Comment by Aurornis

20 hours ago

I think the simplest explanation is that developers used it and did not like it.

The pro-XML narrative always sounded like what you wrote, as far back as I can remember: The XML people would tell you it was beautiful and perfect and better than everything as long as everyone would just do everything perfectly right at every step. Then you got into the real world and it was frustrating to deal with on every level. The realities of real-world development meant that the picture-perfect XML universe we were promised wasn't practical.

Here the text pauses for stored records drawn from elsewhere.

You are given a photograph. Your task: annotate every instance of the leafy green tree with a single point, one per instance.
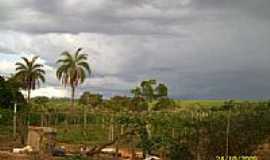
(41, 102)
(138, 104)
(73, 70)
(150, 90)
(118, 103)
(161, 91)
(30, 73)
(91, 99)
(164, 103)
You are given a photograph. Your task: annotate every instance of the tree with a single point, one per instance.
(30, 73)
(10, 94)
(164, 103)
(161, 91)
(72, 70)
(91, 99)
(150, 90)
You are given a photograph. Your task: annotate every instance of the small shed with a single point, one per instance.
(41, 139)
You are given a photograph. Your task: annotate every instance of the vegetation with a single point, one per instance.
(73, 70)
(149, 120)
(30, 73)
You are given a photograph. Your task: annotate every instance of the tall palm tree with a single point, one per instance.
(72, 70)
(30, 73)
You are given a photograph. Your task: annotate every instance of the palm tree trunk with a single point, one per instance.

I don't understand your comparison to containerization. That feels like apples and oragnes.

19 comments

Aurornis

mikepurvis 20 hours ago

HTML was conceived as a language for marking up a document that was primarily text; XML took the tags and attributes from that and tried to turn it into a data serialization and exchange format. But it was never really well suited to that, and it's obvious from looking XML-RPC or SOAP payloads that there were fundamental gaps in the ability of XML to encode type and structure information inline:

    <?xml version="1.0"?>
    <methodCall>
        <methodName>math.add</methodName>
        <params>
            <param>
                <value><int>5</int></value>
            </param>
            <param>
                <value><int>7</int></value>
            </param>
        </params>
    </methodCall>

Compared to this, JSON had string and number types built in:

    {
        "jsonrpc": "2.0",
        "method": "math.add",
        "params": [5, 7],
        "id": 1
    }

I don't think this is the only factor, but I think XML had a lot of this kind of cognitive overhead built in, and that gave it a lot of friction when stacked up against JSON and later yaml... and when it came to communicating with a SPA, it was hard to compete with JS being able to natively eval the payload responses.

UlisesAC4 18 hours ago
To be fair I cannot trust your shape in your jsonrpc, I am not sure if id is truly an integer or if you sent me an integer by mistake, same as params or even the payload of the params' param, this is why we ended adopting openapi for describing http interactions and iirc jsonrpc specifically can also be described with it. At least in the schema part no one would say it is ambiguous, also one does not need do heavier parses, the obj is a tree, no more checking on scaping strings, no more issues with handcoded multiline strings, it is dropped the need to separate attributes with commas as we know the end tag delimits a space and so on.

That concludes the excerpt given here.